Zwrócono uwagę, że Warzecha nie zaznaczył w swoim felietonie, że do Niemiec zaprosiły go służby dyplomatyczne tego kraju. – Wielu internautów oceniło tekst Łukasza Warzechy jako proniemiecki. Zwłaszcza, że artykuł został opublikowany wkrótce po podróży Warzechy do Niemiec sponsorowanej przez władze tego kraju – stwierdzono.

– Ten tekst bezpodstawnie uderza w moją zawodową wiarygodność. Całkiem serio zastanawiam się nad skierowaniem pozwu przeciwko portalowi i jego redakcji – skomentował Łukasz Warzecha na Twitterze.

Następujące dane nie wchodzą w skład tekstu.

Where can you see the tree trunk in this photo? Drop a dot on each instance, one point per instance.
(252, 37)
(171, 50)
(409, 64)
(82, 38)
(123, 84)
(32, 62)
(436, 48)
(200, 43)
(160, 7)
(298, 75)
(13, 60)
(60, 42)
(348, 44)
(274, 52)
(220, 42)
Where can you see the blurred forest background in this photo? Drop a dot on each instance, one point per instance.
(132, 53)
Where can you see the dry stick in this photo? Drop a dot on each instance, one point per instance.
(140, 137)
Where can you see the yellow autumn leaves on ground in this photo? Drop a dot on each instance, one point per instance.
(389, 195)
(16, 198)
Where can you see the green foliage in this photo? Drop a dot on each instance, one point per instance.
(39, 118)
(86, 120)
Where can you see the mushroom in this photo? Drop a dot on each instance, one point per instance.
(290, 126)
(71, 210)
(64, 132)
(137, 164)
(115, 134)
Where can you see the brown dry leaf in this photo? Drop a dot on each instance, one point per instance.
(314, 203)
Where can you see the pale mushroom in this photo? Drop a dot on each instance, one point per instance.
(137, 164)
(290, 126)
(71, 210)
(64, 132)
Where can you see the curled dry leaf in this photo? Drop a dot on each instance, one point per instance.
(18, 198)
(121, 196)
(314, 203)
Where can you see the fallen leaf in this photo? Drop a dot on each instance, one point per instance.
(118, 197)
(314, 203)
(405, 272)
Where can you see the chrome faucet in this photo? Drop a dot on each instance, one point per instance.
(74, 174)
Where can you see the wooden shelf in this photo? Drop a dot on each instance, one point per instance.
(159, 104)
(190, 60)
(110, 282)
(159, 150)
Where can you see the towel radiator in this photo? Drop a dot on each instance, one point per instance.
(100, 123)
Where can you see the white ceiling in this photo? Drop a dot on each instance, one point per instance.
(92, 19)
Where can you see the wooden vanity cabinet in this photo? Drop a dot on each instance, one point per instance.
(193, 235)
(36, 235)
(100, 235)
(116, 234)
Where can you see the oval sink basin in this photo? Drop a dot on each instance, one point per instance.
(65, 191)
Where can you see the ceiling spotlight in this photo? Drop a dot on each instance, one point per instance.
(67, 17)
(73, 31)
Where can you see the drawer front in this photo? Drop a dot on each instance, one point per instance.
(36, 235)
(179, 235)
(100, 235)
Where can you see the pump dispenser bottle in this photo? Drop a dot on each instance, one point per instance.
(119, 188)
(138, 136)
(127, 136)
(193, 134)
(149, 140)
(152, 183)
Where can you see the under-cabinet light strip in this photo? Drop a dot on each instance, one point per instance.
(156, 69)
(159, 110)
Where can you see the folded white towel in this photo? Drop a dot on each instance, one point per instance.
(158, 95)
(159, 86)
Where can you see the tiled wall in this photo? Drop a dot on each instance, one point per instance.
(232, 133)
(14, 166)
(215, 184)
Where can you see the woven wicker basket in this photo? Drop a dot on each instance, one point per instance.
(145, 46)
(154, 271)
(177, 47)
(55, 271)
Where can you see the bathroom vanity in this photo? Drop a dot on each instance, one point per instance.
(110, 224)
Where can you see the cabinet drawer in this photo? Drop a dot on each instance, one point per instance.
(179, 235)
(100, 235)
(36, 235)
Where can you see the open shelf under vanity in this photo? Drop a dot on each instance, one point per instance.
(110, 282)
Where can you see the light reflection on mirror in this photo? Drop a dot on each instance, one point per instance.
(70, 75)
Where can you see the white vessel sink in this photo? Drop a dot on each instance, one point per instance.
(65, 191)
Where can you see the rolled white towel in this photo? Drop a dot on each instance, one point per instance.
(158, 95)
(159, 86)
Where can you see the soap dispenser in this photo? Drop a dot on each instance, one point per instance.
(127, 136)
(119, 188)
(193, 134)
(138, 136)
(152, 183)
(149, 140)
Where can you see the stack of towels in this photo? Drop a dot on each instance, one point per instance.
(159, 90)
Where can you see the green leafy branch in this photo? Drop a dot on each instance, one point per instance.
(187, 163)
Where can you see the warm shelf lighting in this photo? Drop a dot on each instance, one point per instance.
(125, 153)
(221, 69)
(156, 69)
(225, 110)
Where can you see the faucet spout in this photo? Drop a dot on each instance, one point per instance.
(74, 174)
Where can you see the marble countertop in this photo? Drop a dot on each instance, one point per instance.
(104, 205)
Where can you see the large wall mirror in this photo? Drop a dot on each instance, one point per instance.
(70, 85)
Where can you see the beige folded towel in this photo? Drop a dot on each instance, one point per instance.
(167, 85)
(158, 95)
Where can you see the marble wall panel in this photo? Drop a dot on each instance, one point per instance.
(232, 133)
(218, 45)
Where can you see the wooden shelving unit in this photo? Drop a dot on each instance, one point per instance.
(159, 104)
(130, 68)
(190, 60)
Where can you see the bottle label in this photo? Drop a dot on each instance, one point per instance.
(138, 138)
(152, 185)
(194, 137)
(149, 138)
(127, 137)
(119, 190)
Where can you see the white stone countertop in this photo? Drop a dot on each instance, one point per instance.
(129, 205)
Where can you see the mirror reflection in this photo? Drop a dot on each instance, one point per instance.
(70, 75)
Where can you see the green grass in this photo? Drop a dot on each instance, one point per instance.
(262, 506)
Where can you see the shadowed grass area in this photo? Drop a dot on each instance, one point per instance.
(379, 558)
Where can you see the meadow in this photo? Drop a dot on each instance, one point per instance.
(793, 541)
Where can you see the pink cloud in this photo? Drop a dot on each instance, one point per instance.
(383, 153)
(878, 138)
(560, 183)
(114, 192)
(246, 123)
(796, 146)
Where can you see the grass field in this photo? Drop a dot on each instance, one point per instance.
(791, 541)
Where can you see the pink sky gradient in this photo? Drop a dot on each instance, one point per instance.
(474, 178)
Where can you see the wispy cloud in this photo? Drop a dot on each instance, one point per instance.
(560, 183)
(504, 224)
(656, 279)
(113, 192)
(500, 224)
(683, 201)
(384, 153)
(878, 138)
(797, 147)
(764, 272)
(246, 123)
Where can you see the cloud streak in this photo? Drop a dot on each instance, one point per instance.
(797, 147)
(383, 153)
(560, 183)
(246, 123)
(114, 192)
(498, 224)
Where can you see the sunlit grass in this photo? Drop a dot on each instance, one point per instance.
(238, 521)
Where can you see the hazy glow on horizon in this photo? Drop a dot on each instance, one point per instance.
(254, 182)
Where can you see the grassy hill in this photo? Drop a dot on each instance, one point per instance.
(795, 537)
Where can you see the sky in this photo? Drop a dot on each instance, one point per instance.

Ten tekst bezpodstawnie uderza w moją zawodową wiarygodność. Całkiem serio zastanawiam się nad skierowaniem pozwu przeciwko portalowi i jego redakcji. https://t.co/1VoGk0Wps0

— Łukasz Warzecha (@lkwarzecha) 4 listopada 2018

Warzecha polemizował też z niektórymi użytkownikami Twittera krytykującymi jego felieton. – Ja nie wiem z jakiego powodu mam być tak zadowolony z przyjaźni polsko-niemieckiej. Ostatni przykład proszę bardzo: My im budujemy fabrykę w Jaworze (100mln) a oni dają nam miejsca pracy, które pewnie zajmą Ukraińcy – napisał poseł Marek Jakubiak.

– Aha. Czyli uważa Pan, że zostałem kupiony i zbieram misie Haribo z asfaltu? Wyżej Pana oceniałem. A co do fabryki – proszę mieć pretensję do rządu, nie do Niemców którzy wykorzystują okazję – odpowiedział publicysta.

Kpił też z sugestii, że dziennikarz powinien opłacać swoje wszystkie zagraniczne wyjazdy. – Oczywiście. Bo każdy porządny dziennikarz, jadąc na wyjazd studyjny, opłaca go sam, ewentualnie bierze zapas konserw – napisał.

– Chciałbym podziękować wszystkim, którzy potraktowali mój normalny tekst publicystyczny jako właśnie tekst publicystyczny, a nie świadectwo zdrady narodowej. Dla Państwa warto się starać – podkreślił Łukasz Warzecha.

Warzecha zniknął z „W tyle wizji” TVP Info po krytyce związków zawodowych

W październiku ub.r. Łukasz Warzecha został odsunięty od prowadzenia „W tyle wizji” i „W tyle wizji extra” w TVP Info. Początkowo miał mieć miesięczną przerwę, ale do tej pory nie wrócił do tych programów. – Poprosiłem o wyjaśnienia w tej sprawie. Dostałem w odpowiedzi protesty od „Solidarności” i od związkowców, z których wynikało, że redaktor Warzecha naobrażał ich, wyzywał od leni i nierobów – ludzi pracujących w marketach i ludzi „Solidarności”. Zdecydowanie nie popieram takiego stylu. W związku z czym nie zmieniłem decyzji dyrekcji programu „W tyle wizji” – tłumaczył to prezes Telewizji Polskiej Jacek Kurski.

Warzecha wielokrotnie krytykował „Sieci” i wPolityce.pl za niektóre publikacje, które jego zdaniem są prorządowe. Pod koniec grudnia ub.r. ostro ocenił przyznanie przez „Sieci” tytułu Człowieka Wolności Julii Przyłębskiej. – Nie dało się znaleźć nikogo zdatniejszego, żeby polać trochę wazeliny? – zapytał Warzecha. – Obrażasz nas i dzielnego człowieka, jakim jest pani Przyłębska – odpowiedział mu Michał Karnowski. Natomiast na początku br. publicyści spierali się w sprawie telenoweli historycznej TVP1 „Korona królów”.

W październiku ub.r. Jacek Karnowski wytknął Łukaszowi Warzesze udzielenie wywiadu Onetowi. – Przebudowa salonu trwa. Gratuluję, choć ja tą drogą nigdy nie pójdę – stwierdził Karnowski. – Co począć z tymi ciągłymi zaczepkami neo-Michnika? Chyba ignorować – odpowiedział Warzecha.